Une usine se dressait autrefois au cœur de Lesquin, juste au nord de Lille, et elle a marqué à la fois l’industrie et la vie communautaire. Initialement connue sous le nom de Métallurgie Lilloise, elle a ensuite été intégrée au groupe belge Métallurgie Haine Saint-Pierre & Lesquin. Pendant des décennies, elle a symbolisé la puissance de la construction métallique de la région, employant des milliers de personnes et laissant des souvenirs durables.
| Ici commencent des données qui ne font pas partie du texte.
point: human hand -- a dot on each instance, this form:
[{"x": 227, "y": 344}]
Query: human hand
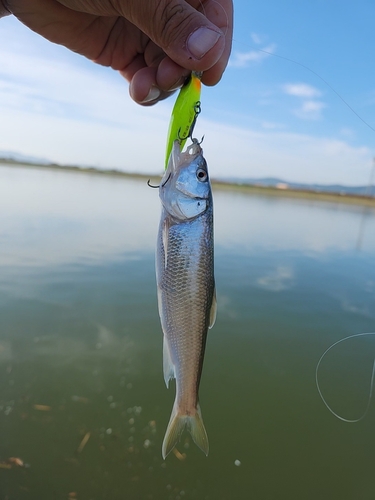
[{"x": 154, "y": 44}]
Didier Havez, qui a commencé comme électricien à 21 ans en 1971 et y a travaillé jusqu’à sa fermeture en 1985, fait partie de ceux qui s’en souviennent bien.
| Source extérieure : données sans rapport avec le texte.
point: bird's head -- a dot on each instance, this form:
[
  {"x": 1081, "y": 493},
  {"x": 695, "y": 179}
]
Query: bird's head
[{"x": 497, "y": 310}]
Un repère d’AG Metal et de solidarité industrielle
L’histoire de La Métal met en lumière tant les réussites techniques de la métallurgie française que les relations humaines nouées dans des conditions difficiles.
Une histoire de cœur, un devoir de mémoire en hommage aux ouvriers. C’était une évidence.
Didier Havez, ancien de La Métal pendant 14 ans
Production qualifiée et innovation
Havez travaillait en roulement dans une fonderie où régnaient fortes chaleurs, poussière et amiante. Malgré tout, La Métal était une source de fierté. À son apogée, l’usine employait plus de 3 000 personnes et constituait un site majeur d’AG Metal dans le nord de la France. Son implantation le long des voies de la SNCF la rendait idéale pour acheminer matières premières et produits finis. L’usine fabriquait des pièces en acier moulé de haute technologie telles que des chapes pour les infrastructures ferroviaires, des composants de concasseurs et des éléments de centrales nucléaires.
Fraternité et déclin
Le personnel reflétait la diversité de la région, avec des salariés provenant des communes voisines mais aussi du Maroc, d’Algérie et du Mali. Des liens solides de solidarité aidaient les travailleurs à surmonter les difficultés du quotidien. Cette fraternité fut un aspect déterminant de la période de Havez à La Métal.
Il régnait un véritable sentiment de fraternité. De nombreux Marocains, Algériens et Maliens nous ont rejoints ; tous des frères d’armes. L’entraide était la règle parmi les employés.
Didier Havez, ancien de La Métal pendant 14 ans
Des quotas et des restructurations furent instaurés au début des années 1980 en raison de la surproduction mondiale d’acier. Les nationalisations ralentirent peu la chute et l’emploi s’effondra. L’usine ferma en mai 1985. Le site fut ensuite transformé en établissement scolaire, logements et espace commercial, mais le récit de Havez et de ses collègues perpétue l’héritage de La Métal à Lesquin.